La principale divergence entre eux peut se repérer dans leur compréhension de l’advaita. Tous deux parlaient de l’advaita, un concept clef pour l’un comme pour l’autre. Tous deux prétendaient en avoir fait l’expérience et cherchaient à l’exprimer : Le Saux dans son balbutiement tendu, Panikkar dans son système cosmothéandrique élaboré.
On le sait, l’advaita, qui demeure inexprimable, peut être « compris » et « expliqué » de diverses manières. Il me semble que la compréhension de l’advaita par Le Saux est plus proche de celle de Śankara : toute dualité y disparaît. De là découlent sa tendance a-cosmique et son tourment, car il ne voulait pas voir son christianisme se dissoudre dans l’advaita.
En revanche, l’advaita de Panikkar est une interprétation originale et à certains égards, neuve : pour lui, « advaita » ne signifie pas l’élimination de deux pôles par le biais d’une reductio ad unum [ramener ou réduire à l’unité], mais un état dans lequel les deux pôles coexistent de manière harmonieuse, se compénètrent, se fécondent mutuellement. Les deux pôles (la dualité) ne disparaissent pas, mais s’harmonisent.
La question que j’adresserais à Panikkar serait dès lors la suivante : votre manière de comprendre l’advaita s’inspire-t-elle de l’expérience de Le Saux ? Ou peut-être Le Saux a-t-il vécu tout autre chose, tandis que Panikkar a interprété toute la vie de Le Saux « seulement » à la lumière de sa propre théorie harmonisée et harmonisante de l’advaita ?
Si la relation entre Henri Le Saux et Raimon Panikkar était (comme l’exprime ce dernier) une relation « advaita », de quel advaita s’agit-il en ce cas : celui d’Abhishiktananda ? ou celui de Panikkar ? ou peut-être celui de l’un et de l’autre, en un jeu advaitique nouveau entre les deux visions advaitiques… ?
© Maciej Bielawski (2010)
Traduction française de l’italien : Jacques Scheuer; in Voies de l'Orient, n° 135, 2015/2.
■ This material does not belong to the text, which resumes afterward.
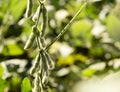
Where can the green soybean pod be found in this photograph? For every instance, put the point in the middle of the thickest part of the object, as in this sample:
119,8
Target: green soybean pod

[1] Alemany, nom de famille de la mère, est la version latine de Alemannus (= allemand). Pániker est une des manières de transcrire la forme plus originelle Panikkar (en malayalam), laquelle provient du sanskrit Parinayaka (= chef de guerriers). Et Raimon est catalan.
[2] Paris, Seuil, 1967 (les pages des citations sont indiquées entre parenthèses).
[3] Voir R. Panikkar, « Advaita and Bhakti. A Letter from Vrndavana », dans Bhagawan Das Commemoration Volume, Varanasi, Kashi-Vidyapeeth University, 1969.
[4] Traduction française dans Philippe de Briey, Christ et Vedanta : L’expérience d’Henry (sic) Le Saux en Inde (= Question de, 85), Paris, Albin Michel, 1991, pp. 107-129.
[5] R. Panikkar, préface à Shirley Du Boulay, La Grotte du cœur : La vie de Swami Abhishiktananda (Henri Le Saux), Paris, Cerf, 2007, pp. 11-16 (p. 14).
[6] H. Le Saux (Swâmî Abhishiktânanda), La Montée au fond du cœur : Le journal intime du moine chrétien – sannyâsî hindou, 1948-1973. Sélection avec introduction et notes de R. Panikkar, Paris, O.E.I.L., 1986, pp. 346-347.